Its time we require justification for all laws we enact in this country. And, as I've stated above, I don't believe "because God says so" is a valid justification, no matter how many people say so.

Taft



"God says homosexuality is wrong."
"Prove it."
"Well the bible says so."
"I thought you said God says so."
"Well, God wrote the bible."
"He wrote it Himself?"
"Well, no. He wrote it through people."
"Prove it."
???

There is no proof!! You either believe, or you don't. And that is the problem: you have no idea wether or not what you are believing is right or wrong. The amount of certainty you have in your opinions is determined by the amount of faith you have and, in fact, the only evidence supporting your opinions is your faith and the faith of those around you. Hence the only way for religion-based opinions to gain popularity is for more people to "have faith." There is therefore never a need within the religion for any justification for a position which the religion has created. As far as those in the religion are concerned, the fact that God says so is enough. But how do you know God says so? [go back to the beginning of the paragraph and repeat]

Dangerous indeed.

Sayhey
Aug 4, 2003, 03:50 PM
A moral outlook on life is not "owned" by any particular religion. Believers and non-believers can have strong moral codes they think should be followed. The idea that morality is what any one religion tells us it is, is an acceptence of intolerance of others views.

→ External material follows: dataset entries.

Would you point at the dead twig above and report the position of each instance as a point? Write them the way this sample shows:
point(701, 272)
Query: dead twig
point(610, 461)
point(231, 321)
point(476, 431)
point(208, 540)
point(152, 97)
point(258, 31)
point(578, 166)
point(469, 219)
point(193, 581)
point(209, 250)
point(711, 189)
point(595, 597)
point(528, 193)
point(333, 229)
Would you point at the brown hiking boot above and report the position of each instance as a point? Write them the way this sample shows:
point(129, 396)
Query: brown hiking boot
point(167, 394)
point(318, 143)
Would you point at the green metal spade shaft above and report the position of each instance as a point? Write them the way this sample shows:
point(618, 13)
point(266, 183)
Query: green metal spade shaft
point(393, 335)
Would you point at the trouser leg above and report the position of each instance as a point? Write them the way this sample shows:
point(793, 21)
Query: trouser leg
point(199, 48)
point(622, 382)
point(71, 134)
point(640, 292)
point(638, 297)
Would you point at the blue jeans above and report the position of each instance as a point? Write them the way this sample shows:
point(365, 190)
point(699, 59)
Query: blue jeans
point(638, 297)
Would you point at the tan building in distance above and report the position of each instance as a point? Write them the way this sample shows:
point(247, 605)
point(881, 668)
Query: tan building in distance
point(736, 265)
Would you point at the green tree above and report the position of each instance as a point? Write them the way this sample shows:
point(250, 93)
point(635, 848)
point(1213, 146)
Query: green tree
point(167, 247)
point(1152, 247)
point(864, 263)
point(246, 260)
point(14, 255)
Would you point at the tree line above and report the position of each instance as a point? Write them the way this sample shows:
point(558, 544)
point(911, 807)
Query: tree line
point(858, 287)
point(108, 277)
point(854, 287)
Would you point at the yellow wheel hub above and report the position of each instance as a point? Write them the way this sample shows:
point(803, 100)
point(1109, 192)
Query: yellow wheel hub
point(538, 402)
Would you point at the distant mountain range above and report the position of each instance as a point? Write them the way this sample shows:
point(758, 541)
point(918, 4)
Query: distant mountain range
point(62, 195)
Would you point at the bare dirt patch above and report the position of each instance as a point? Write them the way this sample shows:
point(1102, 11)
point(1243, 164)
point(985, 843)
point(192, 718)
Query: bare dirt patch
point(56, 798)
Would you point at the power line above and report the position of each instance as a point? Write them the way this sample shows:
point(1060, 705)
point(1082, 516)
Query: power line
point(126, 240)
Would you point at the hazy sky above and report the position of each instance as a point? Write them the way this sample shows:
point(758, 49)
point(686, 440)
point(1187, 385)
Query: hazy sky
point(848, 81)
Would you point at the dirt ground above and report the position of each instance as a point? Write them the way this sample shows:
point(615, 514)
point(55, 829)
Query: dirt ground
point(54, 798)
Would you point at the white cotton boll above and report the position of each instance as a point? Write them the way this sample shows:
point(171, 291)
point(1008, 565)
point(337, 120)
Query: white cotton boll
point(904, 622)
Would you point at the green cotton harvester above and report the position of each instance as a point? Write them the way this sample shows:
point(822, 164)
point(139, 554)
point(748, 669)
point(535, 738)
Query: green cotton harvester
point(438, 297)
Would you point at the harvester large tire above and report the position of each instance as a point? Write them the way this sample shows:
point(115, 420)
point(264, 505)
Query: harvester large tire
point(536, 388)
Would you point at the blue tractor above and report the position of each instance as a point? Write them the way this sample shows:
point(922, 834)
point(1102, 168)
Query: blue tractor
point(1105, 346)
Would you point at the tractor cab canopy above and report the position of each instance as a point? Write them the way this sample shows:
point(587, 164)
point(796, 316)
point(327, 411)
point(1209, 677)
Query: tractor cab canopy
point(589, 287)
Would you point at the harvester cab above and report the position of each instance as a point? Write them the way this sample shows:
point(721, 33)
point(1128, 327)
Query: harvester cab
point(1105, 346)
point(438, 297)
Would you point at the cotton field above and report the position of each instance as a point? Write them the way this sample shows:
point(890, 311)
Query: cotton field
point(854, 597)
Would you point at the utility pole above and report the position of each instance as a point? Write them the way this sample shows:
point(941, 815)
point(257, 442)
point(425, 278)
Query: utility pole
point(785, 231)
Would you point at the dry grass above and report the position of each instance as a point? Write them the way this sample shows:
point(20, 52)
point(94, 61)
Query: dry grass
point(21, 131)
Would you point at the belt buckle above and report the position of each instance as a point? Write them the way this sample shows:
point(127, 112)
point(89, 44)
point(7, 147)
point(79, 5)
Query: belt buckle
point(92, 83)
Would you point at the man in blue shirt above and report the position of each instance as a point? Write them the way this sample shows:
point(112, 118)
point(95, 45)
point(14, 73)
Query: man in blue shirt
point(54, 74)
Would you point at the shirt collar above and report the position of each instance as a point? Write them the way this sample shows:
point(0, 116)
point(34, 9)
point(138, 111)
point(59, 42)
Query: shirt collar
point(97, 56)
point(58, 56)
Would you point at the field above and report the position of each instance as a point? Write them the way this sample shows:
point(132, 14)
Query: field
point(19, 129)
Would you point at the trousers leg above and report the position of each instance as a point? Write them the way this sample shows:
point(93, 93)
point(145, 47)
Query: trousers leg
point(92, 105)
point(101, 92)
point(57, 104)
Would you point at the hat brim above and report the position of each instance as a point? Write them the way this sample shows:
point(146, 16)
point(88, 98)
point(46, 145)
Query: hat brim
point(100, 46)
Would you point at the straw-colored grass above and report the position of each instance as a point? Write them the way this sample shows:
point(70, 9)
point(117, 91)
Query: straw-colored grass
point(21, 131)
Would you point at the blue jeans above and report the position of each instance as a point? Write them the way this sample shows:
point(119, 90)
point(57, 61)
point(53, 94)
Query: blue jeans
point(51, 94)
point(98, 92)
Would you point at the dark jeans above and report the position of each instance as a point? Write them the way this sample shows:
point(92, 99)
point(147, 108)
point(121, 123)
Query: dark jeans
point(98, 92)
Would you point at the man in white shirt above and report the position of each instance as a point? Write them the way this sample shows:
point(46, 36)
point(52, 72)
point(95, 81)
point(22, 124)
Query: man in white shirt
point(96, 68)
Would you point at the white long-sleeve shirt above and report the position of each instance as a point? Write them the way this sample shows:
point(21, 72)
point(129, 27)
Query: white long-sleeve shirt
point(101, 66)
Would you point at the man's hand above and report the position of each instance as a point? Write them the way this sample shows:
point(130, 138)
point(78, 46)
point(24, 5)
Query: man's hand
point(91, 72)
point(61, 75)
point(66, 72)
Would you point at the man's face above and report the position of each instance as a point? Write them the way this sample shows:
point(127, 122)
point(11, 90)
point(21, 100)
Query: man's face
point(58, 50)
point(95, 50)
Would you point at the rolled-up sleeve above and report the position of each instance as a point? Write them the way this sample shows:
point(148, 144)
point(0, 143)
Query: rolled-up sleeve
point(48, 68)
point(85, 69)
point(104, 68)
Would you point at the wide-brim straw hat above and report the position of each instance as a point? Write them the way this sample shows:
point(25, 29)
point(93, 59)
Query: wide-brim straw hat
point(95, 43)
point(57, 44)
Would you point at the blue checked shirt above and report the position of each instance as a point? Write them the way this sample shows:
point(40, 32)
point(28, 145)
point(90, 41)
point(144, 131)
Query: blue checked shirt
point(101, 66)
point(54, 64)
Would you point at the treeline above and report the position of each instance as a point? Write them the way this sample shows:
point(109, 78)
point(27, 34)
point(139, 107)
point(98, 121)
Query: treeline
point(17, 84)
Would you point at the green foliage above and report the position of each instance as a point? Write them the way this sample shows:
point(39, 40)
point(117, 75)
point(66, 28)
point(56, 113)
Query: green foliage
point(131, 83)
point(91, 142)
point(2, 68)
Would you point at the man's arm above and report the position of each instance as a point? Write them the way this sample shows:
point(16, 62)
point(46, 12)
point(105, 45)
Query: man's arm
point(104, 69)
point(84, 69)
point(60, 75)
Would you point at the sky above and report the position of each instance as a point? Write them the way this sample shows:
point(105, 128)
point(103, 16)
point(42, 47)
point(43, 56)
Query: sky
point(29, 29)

Where we can start from is what we have all accepted as a moral basis of society; that all people are equal under the law. For those who believe that gay people should not have equal access to our civil marriage laws, the contradiction of a belief in equality and whatever reasons one bases denial of equality to your fellow citizens is something they will have to struggle with. If one's God tells you to discriminate there isn't a lot of discussion that can take place; other than maybe in the civil sphere, laws should not be made to confom to religious doctrine.

Taft
Aug 4, 2003, 04:26 PM
Originally posted by Sayhey
A moral outlook on life is not "owned" by any particular religion. Believers and non-believers can have strong moral codes they think should be followed. The idea that morality is what any one religion tells us it is, is an acceptence of intolerance of others views.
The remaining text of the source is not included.